On Wednesday 7 March 2012 the Grand Chamber of the European Court of Human Rights will an oral hearing of the year in the case of Animal Defenders International v Unkingdom. This is the first oral hearing of the year in a case involving the United Kingdom and the first United Kingdom Article 10 case to be heard by the Grand Chamber since Bowman in 1998. The case concerns the ban on political advertising in sections 319 and 321 of the Communications Act 2003 which the applicant contends is a violation of its Article 10 right to freedom of expression.
The applicant, Animal Defenders International (“ADI”), is a non-governmental organisation whose aims include protecting animals from suffering. In 2005, it began a campaign directed against the keeping and exhibition of primates in zoos and circuses and their use in television advertising. As part of the campaign, it wished to screen a TV advertisement with the title “My Mate’s a Primate” (which can be seen on You Tube). The applicant submitted the advert to the Broadcast Advertising Clearance Centre (“the BACC”), for a review of its compliance with relevant laws and codes. The BACC declined to clear the advert, drawing attention to the political nature of ADI as reflected in its non-charitable status.
That decision was upheld by the Administrative Court on ADI’s application for judicial review ( EWHC 3069 (Admin)) and by the House of Lords in March 2008 ( UKHL 15). The House of Lords held that the prohibition on political advertising under UK law was justified by the aim of preventing policies from being decided by the highest spenders and that, as applied in ADI’s case, it was not incompatible with Article 10.

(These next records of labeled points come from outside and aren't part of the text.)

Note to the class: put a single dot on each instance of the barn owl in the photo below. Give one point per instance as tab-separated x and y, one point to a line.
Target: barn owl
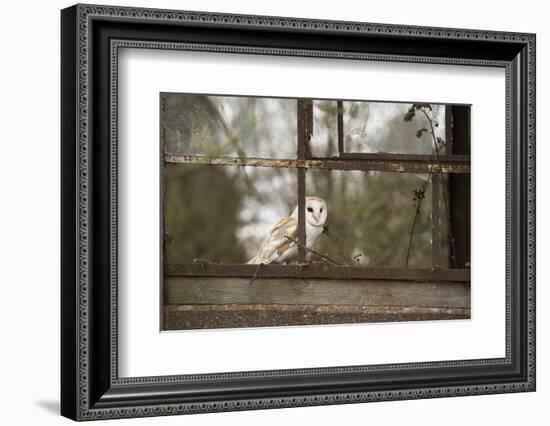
278	247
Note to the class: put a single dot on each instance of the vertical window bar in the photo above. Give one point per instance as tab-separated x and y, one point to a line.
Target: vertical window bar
459	189
304	128
448	129
340	109
436	221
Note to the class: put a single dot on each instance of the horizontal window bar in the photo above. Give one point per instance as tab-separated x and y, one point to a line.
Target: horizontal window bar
316	271
413	164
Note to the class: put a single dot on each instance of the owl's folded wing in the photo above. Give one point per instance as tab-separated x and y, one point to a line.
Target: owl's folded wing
278	241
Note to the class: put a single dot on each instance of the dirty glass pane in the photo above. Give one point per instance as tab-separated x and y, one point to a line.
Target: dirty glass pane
370	217
324	141
378	127
229	126
221	214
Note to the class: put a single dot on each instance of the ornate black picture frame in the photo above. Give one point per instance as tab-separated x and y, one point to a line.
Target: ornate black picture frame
91	387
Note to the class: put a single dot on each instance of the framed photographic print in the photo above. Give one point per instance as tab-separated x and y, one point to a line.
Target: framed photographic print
263	212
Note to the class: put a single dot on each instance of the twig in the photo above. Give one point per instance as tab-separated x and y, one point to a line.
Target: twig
447	212
255	273
312	251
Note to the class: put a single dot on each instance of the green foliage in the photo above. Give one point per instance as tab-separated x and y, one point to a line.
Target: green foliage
201	213
222	213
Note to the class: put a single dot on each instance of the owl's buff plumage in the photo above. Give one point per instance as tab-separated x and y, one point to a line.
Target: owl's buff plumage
278	246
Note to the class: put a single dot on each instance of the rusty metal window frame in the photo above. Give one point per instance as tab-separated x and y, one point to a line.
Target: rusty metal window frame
452	164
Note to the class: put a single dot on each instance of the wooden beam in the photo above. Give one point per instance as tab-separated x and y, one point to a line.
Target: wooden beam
313	292
414	164
189	317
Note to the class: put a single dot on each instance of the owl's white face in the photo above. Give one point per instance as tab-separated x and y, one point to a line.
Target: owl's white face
316	211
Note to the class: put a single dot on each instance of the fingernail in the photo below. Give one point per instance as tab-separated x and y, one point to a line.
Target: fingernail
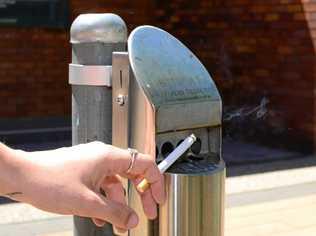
132	221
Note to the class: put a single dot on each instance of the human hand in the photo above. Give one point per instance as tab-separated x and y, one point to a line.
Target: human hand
69	181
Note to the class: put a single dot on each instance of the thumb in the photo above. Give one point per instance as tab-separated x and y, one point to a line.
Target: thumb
118	214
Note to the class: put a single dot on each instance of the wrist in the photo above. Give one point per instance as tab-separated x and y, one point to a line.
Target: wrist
12	171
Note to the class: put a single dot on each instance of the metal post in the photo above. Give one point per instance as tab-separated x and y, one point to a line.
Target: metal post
94	37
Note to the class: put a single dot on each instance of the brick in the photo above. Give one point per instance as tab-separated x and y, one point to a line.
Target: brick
272	17
299	16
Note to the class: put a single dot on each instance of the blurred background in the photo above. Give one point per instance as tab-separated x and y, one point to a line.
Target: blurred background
261	55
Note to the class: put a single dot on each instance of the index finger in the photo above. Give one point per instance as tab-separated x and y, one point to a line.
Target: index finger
119	160
146	167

ADI complains that it has been unjustifiably denied the opportunity to advertise on television or radio. The application was lodged with the European Court of Human Rights on 11 September 2008. On 29 November 2011, the Chamber to which the case had been allocated relinquished jurisdiction in favour of the Grand Chamber. The “Statement of Facts and Issues” can be found here.
The Grand Chamber posed the following question to the parties:
“Was the interference (based on sections 319 and 321 of the Communications Act 2003) with the applicant association’s right to freedom of expression under Article 10 of the Convention, “necessary in a democratic society” within the meaning of Article 10(2) of the Convention as interpreted in the light of the court’s previous case law (namely Verein Gegen Tierfabriken Schweiz v Switzerland 28 June 2001, No. 24699/94 (“VgT”); Murphy v. Ireland 10 July 2003, No. 44179/99 (“Murphy”); and TV Vest AS and Rogaland Pensjonistparti v Norway. 11 December 2008. No. 21132/05) (“TV Vest”).

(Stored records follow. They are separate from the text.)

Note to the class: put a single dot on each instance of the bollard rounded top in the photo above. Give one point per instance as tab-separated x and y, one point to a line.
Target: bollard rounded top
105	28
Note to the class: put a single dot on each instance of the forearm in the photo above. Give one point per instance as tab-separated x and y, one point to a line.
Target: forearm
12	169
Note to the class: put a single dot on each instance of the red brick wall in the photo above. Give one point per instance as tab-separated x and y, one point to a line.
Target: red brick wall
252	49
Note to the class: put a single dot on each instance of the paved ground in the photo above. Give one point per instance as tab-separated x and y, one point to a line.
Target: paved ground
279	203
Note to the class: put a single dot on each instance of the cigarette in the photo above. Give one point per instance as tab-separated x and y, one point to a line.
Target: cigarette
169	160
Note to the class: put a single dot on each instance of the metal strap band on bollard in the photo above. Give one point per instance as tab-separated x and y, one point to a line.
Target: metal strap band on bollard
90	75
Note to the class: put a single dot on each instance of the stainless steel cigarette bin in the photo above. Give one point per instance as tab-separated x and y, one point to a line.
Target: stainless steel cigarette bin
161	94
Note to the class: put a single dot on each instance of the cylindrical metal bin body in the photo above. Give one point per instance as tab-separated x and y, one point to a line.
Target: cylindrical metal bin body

In its Memorial the Applicant contends that the prohibition on political advertising in sections 319 and 321 of the 2003 Act cannot be shown to be justified as “necessary in a democratic society” because:
(1) A restriction on political expression – which includes the advocacy of “law/policy change” and “social advocacy” – is one which requires “strict scrutiny” by the Court. Where political expression is in issue the margin of appreciation is a narrow one in such cases.
(2) There is a total prohibition on political advertising defined in an extraordinarily broad sense. “Political” covers party and election matters, but also “law/policy change” and “social advocacy”. The prohibition imposes a blanket ban on all broadcast advertisements that are either inserted on behalf of a body whose objects are wholly or mainly “political” or are “directed towards a political end”.
(3) There is no pressing social need for a total prohibition on political advertising imposing such a blanket ban, particularly where it covers advertising placed by a body whose objects are “law/policy change” and “social advocacy” or which is placed for those ends.
(4) This very issue was considered in the Vgt and TV Vest cases, where it was held that a ban on political advertising is not necessary in a democratic society.
In contrast, the United Kingdom Government argues Parliament was entitled to prohibit all political advertising because it judged, and was entitled to judge, that without the prohibition there would be an unacceptable danger that the agenda of political debate in the United Kingdom would be unfairly distorted in favour of the views held by those wealthy enough to spend most on broadcast advertising.
If the application is unsuccessful it will have wide ranging consequences for the use of television and radio by political parties and campaigning groups in the United Kingdom.